The urban area expanded outwards from the original site which is where the city centre is found today.
Rents and rates in the CBD became too expensive for people. In the suburbs there was more land and it was cheaper. Only businesses could afford to stay in the CBD, but even they needed to make the most of expensive land by building upwards.
3 Concentrations of similar land uses
One part of the urban area may have all the advantages for industrial location so that a lot of factories want to locate there; but few people want to live next door to a factory, so the residential areas are located elsewhere. Planners also prefer this segregation of land uses into definite zones.
Urban Land Use Patterns: Barcelona
The urban land use model of Barcelona (below) is a composite of Burgess and Hoyt.
Areas with generally lower class housing and socio-economic groups include the medieval Old Town and areas of the city that experienced significant growth during the Industrial Revolution and the chaotic unplanned development that followed. Industry and low-class residential areas are located along the coast or the two river valleys that provide access to the city through the coastal mountain range.

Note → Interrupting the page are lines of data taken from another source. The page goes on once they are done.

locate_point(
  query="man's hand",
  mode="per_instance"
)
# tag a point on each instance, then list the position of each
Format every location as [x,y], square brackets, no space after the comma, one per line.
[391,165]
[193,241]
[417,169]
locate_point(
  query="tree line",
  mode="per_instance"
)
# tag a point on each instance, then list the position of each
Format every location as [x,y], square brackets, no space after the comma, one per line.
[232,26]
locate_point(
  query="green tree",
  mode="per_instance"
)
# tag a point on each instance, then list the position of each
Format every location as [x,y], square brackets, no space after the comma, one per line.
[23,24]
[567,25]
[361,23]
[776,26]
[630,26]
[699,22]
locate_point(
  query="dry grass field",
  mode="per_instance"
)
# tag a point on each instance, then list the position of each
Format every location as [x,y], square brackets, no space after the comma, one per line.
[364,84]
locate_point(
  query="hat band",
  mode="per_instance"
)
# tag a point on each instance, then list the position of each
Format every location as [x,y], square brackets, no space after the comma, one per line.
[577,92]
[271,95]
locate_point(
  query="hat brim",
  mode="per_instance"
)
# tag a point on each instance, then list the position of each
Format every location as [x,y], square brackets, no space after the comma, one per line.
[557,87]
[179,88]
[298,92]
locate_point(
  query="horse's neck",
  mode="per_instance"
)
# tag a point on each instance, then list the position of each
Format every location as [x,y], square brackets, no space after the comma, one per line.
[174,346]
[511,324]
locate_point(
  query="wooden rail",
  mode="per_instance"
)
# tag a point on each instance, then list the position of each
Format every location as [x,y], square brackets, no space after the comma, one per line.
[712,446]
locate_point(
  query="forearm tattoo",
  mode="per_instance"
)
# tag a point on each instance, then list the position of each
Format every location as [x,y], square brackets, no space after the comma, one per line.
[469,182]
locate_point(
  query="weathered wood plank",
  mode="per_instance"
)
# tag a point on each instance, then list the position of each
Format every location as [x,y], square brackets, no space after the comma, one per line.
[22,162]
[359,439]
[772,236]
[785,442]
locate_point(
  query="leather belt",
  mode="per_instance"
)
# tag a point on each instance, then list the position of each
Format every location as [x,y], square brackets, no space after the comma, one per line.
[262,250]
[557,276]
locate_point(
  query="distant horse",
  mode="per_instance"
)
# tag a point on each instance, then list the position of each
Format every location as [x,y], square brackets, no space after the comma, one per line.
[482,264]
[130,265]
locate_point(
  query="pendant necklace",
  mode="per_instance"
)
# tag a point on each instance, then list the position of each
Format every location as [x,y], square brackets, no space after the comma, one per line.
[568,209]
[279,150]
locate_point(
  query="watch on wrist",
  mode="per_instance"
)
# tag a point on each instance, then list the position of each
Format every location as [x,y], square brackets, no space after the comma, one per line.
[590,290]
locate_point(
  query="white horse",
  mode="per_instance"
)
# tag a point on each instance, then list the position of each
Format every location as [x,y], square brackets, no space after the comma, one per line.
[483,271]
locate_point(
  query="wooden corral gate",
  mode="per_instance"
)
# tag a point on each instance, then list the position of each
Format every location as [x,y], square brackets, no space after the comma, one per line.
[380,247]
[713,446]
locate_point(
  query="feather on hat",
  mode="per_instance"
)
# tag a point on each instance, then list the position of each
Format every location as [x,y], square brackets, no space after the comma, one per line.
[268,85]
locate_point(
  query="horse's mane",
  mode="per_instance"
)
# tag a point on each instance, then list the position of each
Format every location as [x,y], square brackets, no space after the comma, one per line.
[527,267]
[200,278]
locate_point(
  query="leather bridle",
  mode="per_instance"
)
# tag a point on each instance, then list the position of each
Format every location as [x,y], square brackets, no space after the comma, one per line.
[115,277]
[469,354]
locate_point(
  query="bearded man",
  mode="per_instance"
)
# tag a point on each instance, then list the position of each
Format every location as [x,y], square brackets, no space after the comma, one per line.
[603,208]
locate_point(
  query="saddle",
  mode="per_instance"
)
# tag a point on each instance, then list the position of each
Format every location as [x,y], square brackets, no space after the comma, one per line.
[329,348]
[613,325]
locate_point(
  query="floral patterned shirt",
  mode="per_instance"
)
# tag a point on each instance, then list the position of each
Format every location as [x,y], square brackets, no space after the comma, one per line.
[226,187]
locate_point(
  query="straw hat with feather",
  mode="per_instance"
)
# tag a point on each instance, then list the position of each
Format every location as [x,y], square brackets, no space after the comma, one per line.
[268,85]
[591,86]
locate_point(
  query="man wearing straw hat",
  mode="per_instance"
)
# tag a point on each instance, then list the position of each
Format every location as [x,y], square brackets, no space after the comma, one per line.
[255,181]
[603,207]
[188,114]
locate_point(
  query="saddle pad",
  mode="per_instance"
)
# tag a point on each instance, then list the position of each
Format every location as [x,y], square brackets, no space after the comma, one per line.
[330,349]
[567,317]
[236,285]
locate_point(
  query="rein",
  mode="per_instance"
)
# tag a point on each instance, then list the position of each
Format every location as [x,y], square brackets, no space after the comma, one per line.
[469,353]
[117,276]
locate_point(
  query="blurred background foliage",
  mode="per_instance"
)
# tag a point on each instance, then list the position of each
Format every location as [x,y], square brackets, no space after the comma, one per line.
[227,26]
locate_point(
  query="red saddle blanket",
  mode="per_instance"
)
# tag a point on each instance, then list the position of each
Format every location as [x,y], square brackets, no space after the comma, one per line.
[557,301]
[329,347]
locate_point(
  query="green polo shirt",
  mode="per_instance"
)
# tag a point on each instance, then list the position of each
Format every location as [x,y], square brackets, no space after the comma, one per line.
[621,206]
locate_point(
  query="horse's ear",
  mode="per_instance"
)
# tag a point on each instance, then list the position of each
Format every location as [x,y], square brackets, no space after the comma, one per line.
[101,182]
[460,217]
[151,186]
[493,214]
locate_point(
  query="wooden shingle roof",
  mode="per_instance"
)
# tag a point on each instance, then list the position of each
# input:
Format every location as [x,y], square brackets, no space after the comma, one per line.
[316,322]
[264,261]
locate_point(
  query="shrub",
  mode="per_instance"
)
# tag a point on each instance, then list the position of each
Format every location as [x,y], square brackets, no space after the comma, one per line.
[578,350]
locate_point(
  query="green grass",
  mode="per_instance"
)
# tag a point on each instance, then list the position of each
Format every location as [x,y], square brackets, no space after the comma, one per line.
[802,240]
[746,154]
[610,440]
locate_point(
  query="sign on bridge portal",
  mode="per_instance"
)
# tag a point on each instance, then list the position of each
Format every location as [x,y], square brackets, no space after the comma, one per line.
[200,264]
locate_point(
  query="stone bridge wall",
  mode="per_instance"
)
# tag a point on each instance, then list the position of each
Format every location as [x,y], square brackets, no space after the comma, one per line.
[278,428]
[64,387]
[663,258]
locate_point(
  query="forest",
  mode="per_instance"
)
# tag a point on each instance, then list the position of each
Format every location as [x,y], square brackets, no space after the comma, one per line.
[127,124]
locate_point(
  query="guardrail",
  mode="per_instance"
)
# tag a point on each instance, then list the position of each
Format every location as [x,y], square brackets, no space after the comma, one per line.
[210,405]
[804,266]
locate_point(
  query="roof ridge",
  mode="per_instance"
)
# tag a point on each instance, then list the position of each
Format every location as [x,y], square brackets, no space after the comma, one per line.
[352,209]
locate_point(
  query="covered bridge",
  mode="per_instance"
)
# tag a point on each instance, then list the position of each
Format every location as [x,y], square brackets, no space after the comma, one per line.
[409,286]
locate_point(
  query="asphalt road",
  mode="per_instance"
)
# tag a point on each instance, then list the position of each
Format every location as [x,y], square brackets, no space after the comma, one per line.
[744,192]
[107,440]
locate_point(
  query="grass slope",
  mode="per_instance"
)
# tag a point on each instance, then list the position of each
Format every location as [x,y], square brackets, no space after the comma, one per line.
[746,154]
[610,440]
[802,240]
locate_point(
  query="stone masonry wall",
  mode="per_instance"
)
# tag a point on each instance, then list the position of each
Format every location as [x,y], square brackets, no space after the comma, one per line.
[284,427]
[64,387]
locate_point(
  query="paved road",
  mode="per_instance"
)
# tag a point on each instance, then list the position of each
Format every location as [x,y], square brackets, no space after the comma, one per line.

The high-class residential areas of the city fan out from the city centre to the elevated area of Zona Alta in the foothills. Here, residents enjoy cleaner air and less humidity, helped by a northerly prevailing wind. Slightly poorer housing is found in the valleys. Pedralbes is the zone for the very wealthy, with land values twenty times those of the inner city. The coastline has recently been transformed with artificial beaches and abandoned coastal industrial sites have been redeveloped as high class residential areas.
Transition zones exist between the mainly high class and low class residential areas.
|The urban land use model of Barcelona|
Urban Land Use Patterns: LEDCs
The model which has evolved is true mainly for Brazilian cities, although it can be applied to other cities in the world. The main characteristics of the model of Sao Paulo (below) are:
1. The Central Business District; contains the main businesses, shopping centres and entertainment of the urban area.
2. High status housing surrounds the CBD. This includes high-rise expensive modern apartment blocks, many with their own security guards. This pattern is the opposite to that of cities in MEDCs. Inner city districts of MEDCs date back to the factories and tenement blocks of the Industrial Revolution, whereas the area surrounding the CBD in LEDCs dates from colonial times when it housed the colony's administrators and Governor. It consequently has the infrastructure - electricity, telephones, sewerage, water, etc. not found in other parts of the urban area.
3. Surrounding the high-quality residential area is poor to medium quality housing which started out as a shanty town. It has now been provided with some basic amenities (the periferia).
4. Shanty towns (spontaneous squatter settlements or favelas) are found on the steep hillsides, swamps or waste land surrounding the city.
5. Modern factories are found along main roads, sometimes with favelas in between.
There are also areas on the periphery of low-cost housing funded by the government which have basic amenities. In addition there is suburban high status, low density housing for executive and professional classes.